Gros moment de tristesse quant on lit les informations délivrées par le journal Libération, très documentées et à charge concernant la trop grande latitude laissée aux grands créatifs d'Ubisoft par son PDG Yves Guillemot, clairement tancé devant son incapacité à agir et à mettre fin aux différents malaises remontant de ses employés.
Michel Ancel semble avoir sombré en voulant développer BGE2
Après les problèmes de harcèlements révélés durant l'été dernier, qui a contribué à débarquer le responsable créatif du dernier Assassin's Creed et quelques autres responsables qui avaient tout fait pour étouffer les plaintes internes, les langues se délient enfin, ou du moins se font en entendre à l'extérieur d'une manière enfin audible, pour dénoncer tous les problèmes qui ont lessivé une partie des employés, des critiques pourtant remontées jusqu'aux hautes sphères du staff de l'entreprise, mais absolument pas suivi d'effets.On frémit en se disant que la chaine des responsables a à ce point minimisé les problèmes.
Aujourd'hui, l'image d'Ubisoft est clairement écorné et va mettre du temps à s'en remettre (et on peu s'attendre à d'autres révélations malheureusement), mais peut-être que ce grand nettoyage est salutaire pour remettre correctement sur les flots ce grand éditeur qui semble clairement s'être aveuglé depuis de nombreuses années. Il y aura surement un avant et un après, mais il est grand temps de remettre en cause "les baronnies" qui s'étaient installées autour de certaines personnalités influentes de l'éditeur.

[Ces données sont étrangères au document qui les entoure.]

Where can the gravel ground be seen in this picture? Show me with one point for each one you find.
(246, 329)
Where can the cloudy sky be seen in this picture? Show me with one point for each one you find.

Michel Ancel dans les locaux d'Ubisoft, lors de leur inauguration le 17 septembre 2019. Photo Céline Escolano. SAIF, image présentée par
Libération. Une image qui permet de revoir le créatif aujourd'hui âgé de 48 ans, avec le sourire et l'espoir de concrétiser enfin ses projets à l'époque.
Michel Ancel, ce talentueux créateur de Rayman, co-créateur des Lapins Crétins, réalisateur de Beyond Good and Evil, ayant indiqué son départ d'Ubisoft et du monde du jeu vidéo il y a quelques temps, voit son aura clairement terni par une enquête semblant dénoncer un management de plus en plus "toxique" de sa part durant le développement fleuve du projet démesuré très attendu : Beyond Good and Evil 2.
Les accusations sont sévères à son encontre : dans sa bulle créative pour développer le titre qu'il rêvait, il a eu carte blanche et totale liberté pour réaliser son projet de la part d'Yves Guillemot, au point de devenir un véritable "dictateur psychologique" pour le personnel travaillant sur ce projet. Changement de cap abrupt dans les directions du projet, mettant à bas des mois de travail, difficulté de communication avec son équipe (au point que l'on aurait créé des personnes pare-feu pour faire tampon entre sa personne et le reste des équipes, on lui reproche notamment des remarques très cassantes), BGE2 semble dévoiler un soap opéra bien calamiteux dont ont fait les frais de nombreux personnels d'Ubisoft Montpellier. Dépressions, départ de membres vers d'autres projets, le côté démiurge de Michel Ancel est clairement pointé du doigt. Le créatif a vu trop grand, s'est perdu dans ses recherches, et les équipes de développement ont clairement souffert de ses errements et de ses sautes d'humeur.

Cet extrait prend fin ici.